Details



Externe links:

Justel
Reflex
Staatsblad pdf



Titel:

6 DECEMBER 1971. _ Koninklijk besluit waarbij een maandstatistiek van de tewerkstelling in de krediet- en verzekeringsondernemingen en -instellingen wordt voorgeschreven.



Inhoudstafel:


Art. 1-7, N



Deze tekst heeft de volgende tekst(en) gewijzigd:



Uitvoeringsbesluit(en):



Artikels:

Artikel 1. Het Nationaal Instituut voor de Statistiek maakt een maandstatistiek van de tewerkstelling op in de krediet- en verzekeringsondernemingen en -instellingen.
  Aan deze statistiek zijn onderworpen de Belgische private ondernemingen en de in België gevestigde buitenlandse private ondernemingen, alsmede de publiekrechtelijke instellingen die, op om het even welk ogenblik van het voorafgaande burgerlijk jaar, tenminste tien personen, met inbegrip van de hoofden van de onderneming of instelling, hebben tewerkgesteld en behoren tot een van de volgende categorieën :
  1. de ondernemingen welke voorkomen op de lijst van de banken vastgesteld door de Bankcommissie, alsmede de juridische zelfstandige ondernemingen die het onroerend patrimonium van een bank beheren;
  2. de ondernemingen onderworpen aan hoofdstuk I van de wet van 10 juni 1964 op het openbaar aantrekken van spaargelden, waarvan de lijst wordt opgemaakt door de Bankcommissie;
  3. de private spaarkassen, onderworpen aan de controle van het Centraal Bureau voor de kleine spaarders;
  4. de natuurlijke of rechtspersonen die door de Minister van Economische Zaken werden erkend in toepassing van artikel 23 van de wet van 9 juli 1957 tot regeling van de verkoop op afbetaling en van zijn financiering, gewijzigd bij de wet van 5 maart 1965, met uitzondering evenwel van degenen die zelf goederen op afbetaling verkopen of diensten op afbetaling verlenen;
  5. de hypotheekmaatschappijen;
  6. de verzekeringsmaatschappijen, met uitzondering van de instellingen, vennootschappen en verenigingen die zich uitsluitend bezighouden met verzekeringen in het raam van de verplichte maatschappelijke zekerheid, met name de ziekte- en invaliditeitsverzekering, de verzekering tegen arbeidsongevallen en beroepsziekten, de pensioens- en werkloosheidsverzekeringen, en met uitzondering ook van de makelaars en agenten in verzekeringen;
  7. de ondernemingen en instellingen waarvan de bedrijvigheid voornamelijk steunt op het aanhouden van participaties in één of meer Belgische of buitenlandse ondernemingen, welke hen, al dan niet, in rechte of in feite de macht verlenen, alleen of in samenwerking met anderen, de bedrijvigheid van die ondernemingen te leiden. De voornamelijk financiële aard van de bedrijvigheid van bedoelde ondernemingen en instellingen blijkt hieruit dat de waarde van hun portefeuille aandelen of deelbewijzen van vennootschappen ten minste de helft van hun eigen middelen vertegenwoordigt;
  8. alle andere private of openbare kredietinstellingen en -ondernemingen, welke een financieringsfunctie uitoefenen, dit wil zeggen gelden van derden verzamelen om ze op hun beurt aan kredietnemers uit te lenen;
  9. de Nationale Bank van België.

Art.2. De statistiek wordt opgemaakt op grond van de inlichtingen verstrekt met behulp van het vragenformulier dat met het bij dit besluit gevoegd model overeenstemt, door de hoofden van de in artikel 1 bedoelde ondernemingen en instellingen, of door de daartoe aangestelde persoon.

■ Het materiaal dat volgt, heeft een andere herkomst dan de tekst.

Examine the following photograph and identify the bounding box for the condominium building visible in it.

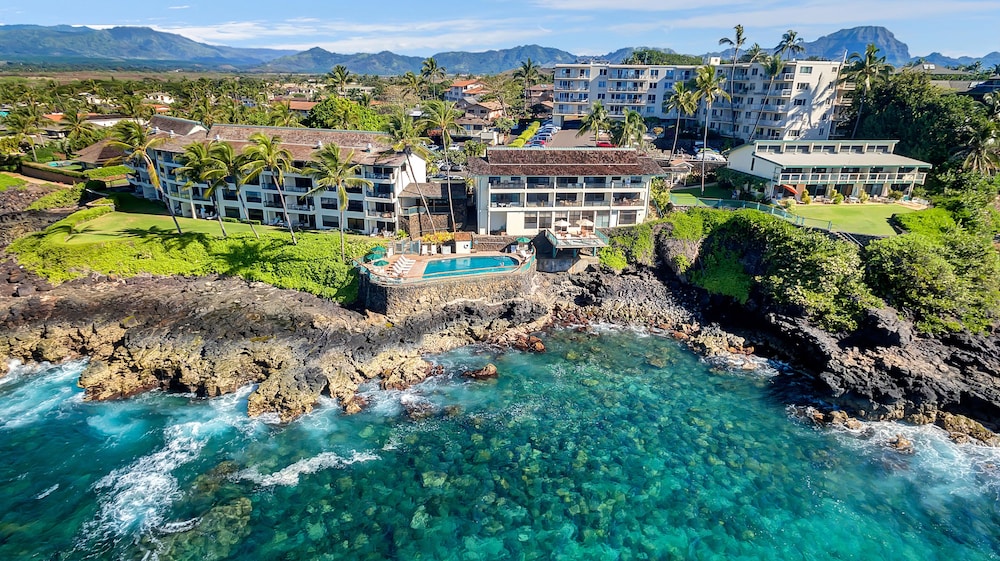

Art.3. De in artikel 2 bedoelde personen moeten zich bij het Nationaal Instituut voor de Statistiek iedere maand de nodige exemplaren van het vragenformulier aanschaffen, die hun kosteloos verstrekt worden.

Art.4. De behoorlijk ingevulde vragenformulieren moeten aan het Nationaal Instituut voor de Statistiek worden toegezonden vóór de 15e van de maand volgend op deze waarop de inlichtingen betrekking hebben.

Art.5. Onverminderd het bepaalde in artikel 2, b en c, van de wet van 4 juli 1962, mogen de door dit onderzoek bekomen individuele inlichtingen uitsluitend door het Nationaal Instituut voor de Statistiek benut worden voor het opmaken van globale en naamloze statistieken.

Art.6. Overtreding van de bepalingen van dit besluit wordt opgespoord, vastgesteld, vervolgd en gestraft overeenkomstig het bepaalde in de artikelen 19 tot 23 van de wet van 4 juli 1962.

Art.7. Onze Vice-Eerste Minister en Minister van Economische Zaken is belast met de uitvoering van dit besluit.